A snap of Fernández’s fingers was enough for the neo-Morenoite Partido de los Trabajadores Socialistas (PTS) to raise the war cry that the Malvinas/Falklands “are Argentinian, an integral part of our territory,” while boasting of the military “achievements” of the Galtieri junta by referring, in the first person plural, to the destruction of the HMS Sheffield, “which we sank from the pirates” (La Verdad Obrera No. 469, 5 April). For its part, Izquierda Socialista—what remains of the followers of the late political chameleon Nahuel Moreno outside the PTS itself—flew its white-and-blue colors, chanting that “40 million Argentinians demand sovereignty over our islands” (El Socialista No. 214, 15 February). Never one to be outdone, the caudillo of the Partido Obrero, Jorge Altamira, pathetically lamented the dictatorship’s 1982 failure: “How happy it would have made us if the papers had carried the news that a lunatic, a murderer and a torturer [Galtieri] had sunk the British fleet in the South Atlantic, and not that a sane, a democratic [sic!] and a civilized [sic!] Thatcher destroyed the Argentine army” (2 April video on www.tvpts.tv).
The pseudo-Trotskyists present the bourgeois chauvinist ambitions and adventures over the Malvinas/Falklands as an “anti-imperialist cause.” But, as we wrote 30 years ago:
“What’s anti-imperialist about the ‘recovery’ of this tiny archipelago hundreds of miles from the Argentine coasts? Does it affect the right of self-determination of the Argentine people? Not at all. In what way are the Falklands/Malvinas used as a means of economic pressure by Britain? By buying supplies in Argentina? Granted, the Falklands are a relic of the British empire, and communists demand that this decaying, second-rate imperialist power get out of all its colonial holdovers, from Hong Kong to the Falklands. But the Argentine working masses would gain nothing from Galtieri’s adventure (even if it had been successful).”

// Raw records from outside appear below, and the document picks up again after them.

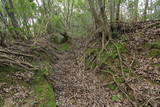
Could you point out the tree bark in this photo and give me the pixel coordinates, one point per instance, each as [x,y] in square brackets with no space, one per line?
[8,4]
[145,10]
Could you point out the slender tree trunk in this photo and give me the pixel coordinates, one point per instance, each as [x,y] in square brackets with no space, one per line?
[118,10]
[136,10]
[94,13]
[145,10]
[8,7]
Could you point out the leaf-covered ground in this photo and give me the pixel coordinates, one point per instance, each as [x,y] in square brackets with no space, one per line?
[124,73]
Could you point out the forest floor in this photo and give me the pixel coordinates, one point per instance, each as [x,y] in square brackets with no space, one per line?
[81,74]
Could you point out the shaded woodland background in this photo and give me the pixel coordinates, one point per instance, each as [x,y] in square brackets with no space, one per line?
[53,51]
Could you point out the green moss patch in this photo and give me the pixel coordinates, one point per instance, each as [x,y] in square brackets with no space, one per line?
[43,91]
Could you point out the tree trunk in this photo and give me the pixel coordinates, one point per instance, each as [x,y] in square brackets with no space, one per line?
[118,10]
[8,7]
[145,10]
[94,13]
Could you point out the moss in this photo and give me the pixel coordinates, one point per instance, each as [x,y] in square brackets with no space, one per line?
[43,90]
[154,53]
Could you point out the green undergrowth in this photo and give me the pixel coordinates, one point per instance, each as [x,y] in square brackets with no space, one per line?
[43,90]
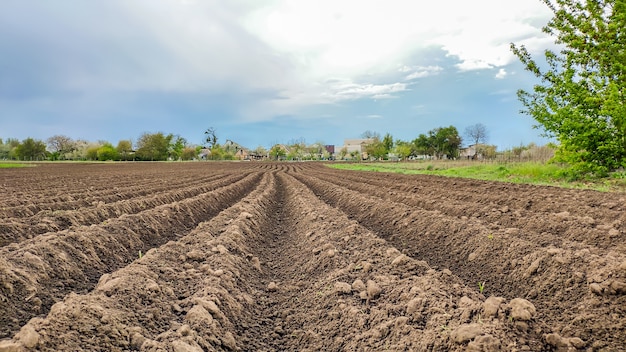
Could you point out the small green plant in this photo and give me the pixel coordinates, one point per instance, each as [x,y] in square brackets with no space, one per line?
[481,287]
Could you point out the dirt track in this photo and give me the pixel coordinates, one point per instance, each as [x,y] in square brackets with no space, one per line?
[270,257]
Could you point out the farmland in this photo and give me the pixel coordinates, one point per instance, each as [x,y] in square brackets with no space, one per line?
[298,256]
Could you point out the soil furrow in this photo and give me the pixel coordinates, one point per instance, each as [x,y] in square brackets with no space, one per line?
[296,256]
[542,228]
[39,272]
[565,282]
[79,199]
[17,230]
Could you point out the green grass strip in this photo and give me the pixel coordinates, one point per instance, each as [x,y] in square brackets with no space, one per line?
[515,172]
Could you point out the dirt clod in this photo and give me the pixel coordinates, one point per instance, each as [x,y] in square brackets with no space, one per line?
[522,309]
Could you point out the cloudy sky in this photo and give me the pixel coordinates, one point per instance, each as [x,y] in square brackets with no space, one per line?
[265,72]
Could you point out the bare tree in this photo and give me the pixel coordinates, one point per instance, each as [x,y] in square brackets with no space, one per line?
[478,134]
[211,137]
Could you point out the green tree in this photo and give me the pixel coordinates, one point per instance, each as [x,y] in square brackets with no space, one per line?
[60,146]
[153,146]
[477,134]
[441,142]
[277,152]
[31,149]
[402,150]
[92,152]
[581,100]
[177,147]
[124,149]
[387,143]
[210,137]
[107,152]
[189,153]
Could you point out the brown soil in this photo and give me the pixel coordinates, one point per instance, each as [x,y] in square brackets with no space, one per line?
[273,257]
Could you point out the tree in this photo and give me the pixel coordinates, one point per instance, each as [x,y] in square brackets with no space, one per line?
[177,147]
[210,137]
[342,153]
[60,146]
[387,143]
[440,142]
[402,149]
[478,134]
[189,153]
[153,146]
[124,148]
[581,98]
[277,152]
[260,152]
[106,152]
[31,149]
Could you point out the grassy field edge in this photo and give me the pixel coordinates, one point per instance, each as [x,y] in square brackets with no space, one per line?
[546,174]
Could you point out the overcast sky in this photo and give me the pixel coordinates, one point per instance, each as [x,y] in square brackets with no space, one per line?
[265,72]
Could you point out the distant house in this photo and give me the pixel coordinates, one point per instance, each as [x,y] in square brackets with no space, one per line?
[357,145]
[240,152]
[204,154]
[473,151]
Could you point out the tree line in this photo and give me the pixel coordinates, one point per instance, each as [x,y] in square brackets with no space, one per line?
[150,147]
[443,142]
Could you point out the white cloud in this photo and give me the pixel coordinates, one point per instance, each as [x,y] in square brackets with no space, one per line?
[353,91]
[277,55]
[420,71]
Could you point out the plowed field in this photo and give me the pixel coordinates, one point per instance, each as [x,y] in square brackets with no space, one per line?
[299,257]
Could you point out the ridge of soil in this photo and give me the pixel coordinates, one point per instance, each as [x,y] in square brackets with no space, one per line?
[295,256]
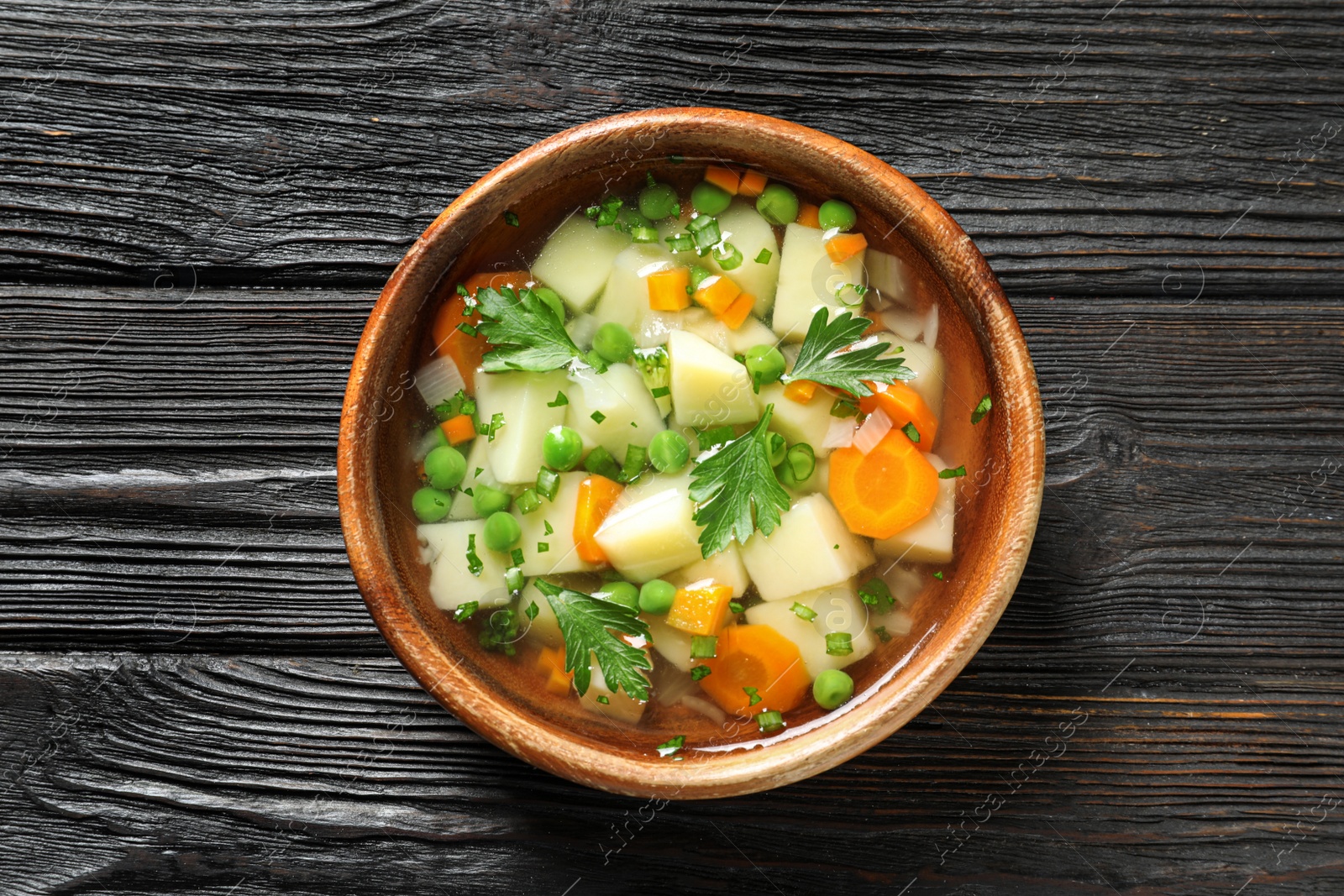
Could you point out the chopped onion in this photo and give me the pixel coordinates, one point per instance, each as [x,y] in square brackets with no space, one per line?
[840,432]
[873,432]
[438,380]
[932,327]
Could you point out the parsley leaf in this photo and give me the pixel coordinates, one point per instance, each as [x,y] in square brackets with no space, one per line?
[737,490]
[833,355]
[588,625]
[524,331]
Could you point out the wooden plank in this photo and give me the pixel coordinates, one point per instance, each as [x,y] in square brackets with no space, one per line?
[1085,148]
[176,773]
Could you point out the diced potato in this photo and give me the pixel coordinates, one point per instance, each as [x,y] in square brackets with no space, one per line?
[544,629]
[577,259]
[723,567]
[927,365]
[450,582]
[709,387]
[522,398]
[811,548]
[618,396]
[743,226]
[799,422]
[618,705]
[929,540]
[837,607]
[561,555]
[752,332]
[651,530]
[672,644]
[625,298]
[477,458]
[889,275]
[808,280]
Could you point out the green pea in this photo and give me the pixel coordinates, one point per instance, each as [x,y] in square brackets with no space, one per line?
[562,448]
[669,452]
[488,501]
[445,468]
[658,595]
[765,364]
[553,300]
[837,215]
[622,593]
[501,531]
[779,204]
[710,199]
[659,202]
[613,343]
[430,506]
[832,688]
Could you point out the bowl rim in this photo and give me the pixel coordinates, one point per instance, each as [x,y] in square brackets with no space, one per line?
[732,773]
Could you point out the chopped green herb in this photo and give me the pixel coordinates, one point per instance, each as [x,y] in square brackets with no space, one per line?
[877,595]
[705,647]
[833,355]
[839,644]
[474,562]
[591,626]
[737,490]
[804,611]
[981,409]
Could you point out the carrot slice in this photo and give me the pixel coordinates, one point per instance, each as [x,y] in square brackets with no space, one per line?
[889,490]
[597,495]
[904,406]
[753,184]
[761,658]
[738,311]
[701,610]
[449,342]
[725,177]
[717,293]
[800,391]
[669,289]
[459,429]
[844,246]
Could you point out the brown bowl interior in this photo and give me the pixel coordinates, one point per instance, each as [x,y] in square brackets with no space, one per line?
[996,508]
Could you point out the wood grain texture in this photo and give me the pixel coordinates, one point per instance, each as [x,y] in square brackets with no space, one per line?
[194,699]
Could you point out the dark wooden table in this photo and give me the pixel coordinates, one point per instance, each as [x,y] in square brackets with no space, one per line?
[198,207]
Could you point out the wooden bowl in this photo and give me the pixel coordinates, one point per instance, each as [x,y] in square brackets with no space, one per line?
[999,500]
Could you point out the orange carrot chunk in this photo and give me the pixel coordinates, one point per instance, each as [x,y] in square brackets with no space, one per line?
[669,289]
[459,429]
[753,184]
[725,177]
[902,405]
[738,311]
[844,246]
[889,490]
[717,293]
[701,610]
[761,658]
[597,495]
[800,391]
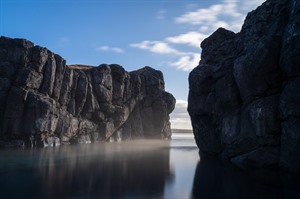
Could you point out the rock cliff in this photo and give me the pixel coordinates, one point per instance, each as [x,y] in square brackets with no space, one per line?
[244,98]
[42,97]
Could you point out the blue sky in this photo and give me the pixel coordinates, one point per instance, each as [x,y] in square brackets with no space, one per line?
[163,34]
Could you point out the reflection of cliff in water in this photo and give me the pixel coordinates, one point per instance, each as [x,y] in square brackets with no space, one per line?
[114,170]
[215,179]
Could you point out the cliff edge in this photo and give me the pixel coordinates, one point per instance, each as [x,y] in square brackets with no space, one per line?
[42,98]
[244,97]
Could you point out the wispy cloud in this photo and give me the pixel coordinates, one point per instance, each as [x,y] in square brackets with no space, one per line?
[191,38]
[229,14]
[179,117]
[63,41]
[112,49]
[186,62]
[156,47]
[161,14]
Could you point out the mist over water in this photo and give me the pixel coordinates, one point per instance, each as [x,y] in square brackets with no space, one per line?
[129,169]
[154,169]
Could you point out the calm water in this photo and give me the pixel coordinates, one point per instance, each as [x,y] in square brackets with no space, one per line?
[134,169]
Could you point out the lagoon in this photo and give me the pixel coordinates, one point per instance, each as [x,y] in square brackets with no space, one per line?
[134,169]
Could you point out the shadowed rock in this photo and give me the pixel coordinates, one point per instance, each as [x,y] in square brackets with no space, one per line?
[244,94]
[40,94]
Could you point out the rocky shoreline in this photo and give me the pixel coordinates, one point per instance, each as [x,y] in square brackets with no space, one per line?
[244,98]
[43,100]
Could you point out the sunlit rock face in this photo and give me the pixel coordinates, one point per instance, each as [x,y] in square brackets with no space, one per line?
[244,98]
[41,95]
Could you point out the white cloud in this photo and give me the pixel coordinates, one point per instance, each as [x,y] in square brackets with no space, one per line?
[63,41]
[187,62]
[107,48]
[156,47]
[191,39]
[161,14]
[229,14]
[180,118]
[226,14]
[251,5]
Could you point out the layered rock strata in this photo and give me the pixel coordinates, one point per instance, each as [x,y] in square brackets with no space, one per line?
[42,97]
[244,98]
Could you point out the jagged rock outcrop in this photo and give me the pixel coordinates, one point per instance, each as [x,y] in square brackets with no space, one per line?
[41,95]
[244,98]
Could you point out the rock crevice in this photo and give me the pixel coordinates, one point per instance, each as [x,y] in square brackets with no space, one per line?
[41,95]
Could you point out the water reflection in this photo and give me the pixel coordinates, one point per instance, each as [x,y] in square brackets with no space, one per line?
[108,170]
[215,179]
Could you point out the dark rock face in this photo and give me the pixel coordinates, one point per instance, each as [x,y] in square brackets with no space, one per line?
[244,99]
[41,95]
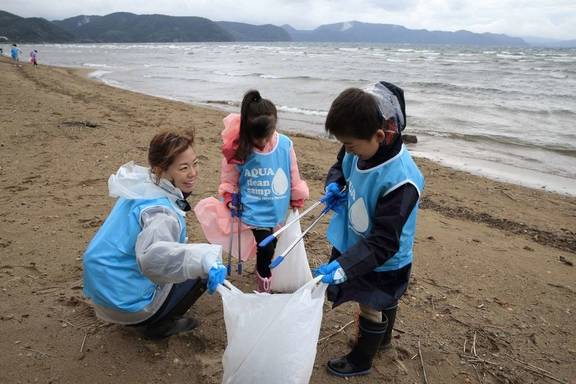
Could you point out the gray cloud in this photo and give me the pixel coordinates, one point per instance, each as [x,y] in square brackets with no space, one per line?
[545,18]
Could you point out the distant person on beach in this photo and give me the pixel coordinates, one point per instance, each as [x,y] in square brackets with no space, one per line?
[138,268]
[261,166]
[34,57]
[15,53]
[372,231]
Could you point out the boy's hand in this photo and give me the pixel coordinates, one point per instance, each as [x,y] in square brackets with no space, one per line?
[334,198]
[216,276]
[331,273]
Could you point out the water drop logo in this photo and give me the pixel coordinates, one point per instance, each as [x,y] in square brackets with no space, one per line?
[280,183]
[359,216]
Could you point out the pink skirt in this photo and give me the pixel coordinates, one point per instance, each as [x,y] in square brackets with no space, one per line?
[215,219]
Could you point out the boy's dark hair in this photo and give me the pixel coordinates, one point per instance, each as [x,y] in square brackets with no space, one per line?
[354,113]
[258,118]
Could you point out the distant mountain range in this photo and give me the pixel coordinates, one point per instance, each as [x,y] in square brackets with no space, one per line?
[124,27]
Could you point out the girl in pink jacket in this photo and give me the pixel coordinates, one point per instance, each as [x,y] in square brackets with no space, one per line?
[260,165]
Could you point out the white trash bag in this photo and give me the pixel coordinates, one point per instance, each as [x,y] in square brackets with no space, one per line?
[294,271]
[271,338]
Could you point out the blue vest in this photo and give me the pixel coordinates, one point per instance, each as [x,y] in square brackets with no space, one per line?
[365,187]
[265,185]
[112,277]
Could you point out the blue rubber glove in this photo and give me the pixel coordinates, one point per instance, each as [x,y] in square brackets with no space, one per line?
[216,276]
[331,273]
[334,198]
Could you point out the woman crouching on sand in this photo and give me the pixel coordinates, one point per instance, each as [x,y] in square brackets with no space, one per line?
[138,268]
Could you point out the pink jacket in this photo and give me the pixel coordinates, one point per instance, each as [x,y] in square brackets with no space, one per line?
[229,174]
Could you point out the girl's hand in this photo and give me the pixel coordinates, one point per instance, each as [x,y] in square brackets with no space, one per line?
[297,203]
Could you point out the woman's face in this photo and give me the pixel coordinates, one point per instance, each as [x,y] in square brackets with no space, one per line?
[183,171]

— “Thatcher Orders Bloody Slaughter,” WV No. 307, 11 June 1982
In fact, the PTS has given a new twist to embellishing the Argentine bourgeoisie’s military adventures by raising the grotesquely reformist and social-chauvinist demand that in 1982 “the workers, through their organizations” had to impose “general enlistment of the people so that every man and woman could receive adequate military instruction” to go and kill British people (or get killed by them) over a bunch of wind-swept rocks (La Verdad Obrera No. 462, 16 February). With its left flank loyally covered by these fervent patriots, the Argentine bourgeoisie must feel quite at ease.